ヌーヴェル・ヴァーグの旗手トリュフォー、ゴダールやS・キングetcに多大な影響を与えた映画。
本作が作られた際の興味深いエピソードの数々が、映像特典(静止画像)で紹介されている。
主演のR・ミッチャムの怪演には、本当に背筋が凍った。
牧師の仮面をかぶるサイキックな犯罪者・パウエル(R・ミッチャム)は、「青ひげ」のような男。
刑務所内で知り合った男(P・グレイブス「スパイ大作戦」)の秘密をかぎつけ、若き未亡人(S・ウィンタース)と遺児に近づいていく。
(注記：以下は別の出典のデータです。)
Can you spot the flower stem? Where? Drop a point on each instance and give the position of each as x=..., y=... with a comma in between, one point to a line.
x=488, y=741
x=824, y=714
聖職者の仮面をかぶった悪魔・パウエルが、いつも口ずさむ歌が不気味このうえなく恐怖感を煽る。
怖ろしきパウエルが現われるシーンでは影を使った表現が効果的で見事、また、パウエルから逃げる子供達が河を船で下っていくシーンが美しい。
水面のゆらめきと、夜空にきらめく星のまたたき、小動物や草木が写るシーンが、詩情豊かで幻想的。
悪夢的に美しいシーン、水中にたゆたう遺体と髪と水草が共にゆらめく映像には、見入ってしまった。
クライマックスにかけて、子供達を庇護する老女(リリアン・ギッシュ、サイレント時代の大スター)と、パウエルの対決も見所。
パウエルの手に刻まれた刺青「LOVE&HATE」の文字が、この男の異常性を際立たせていた。
書きつくせないほど、モノクロ映画ならではの素晴らしい映像表現やシーンの数々があり、音楽・黒人霊歌を使用した演出の巧みさ、俳優たちの名演が見られる作品。
文句なし★5個の傑作。
DVDの画質はまあまあ綺麗。プロダクション・ノート、スタッフ・キャストプロフィール、予告編、ポスターなど。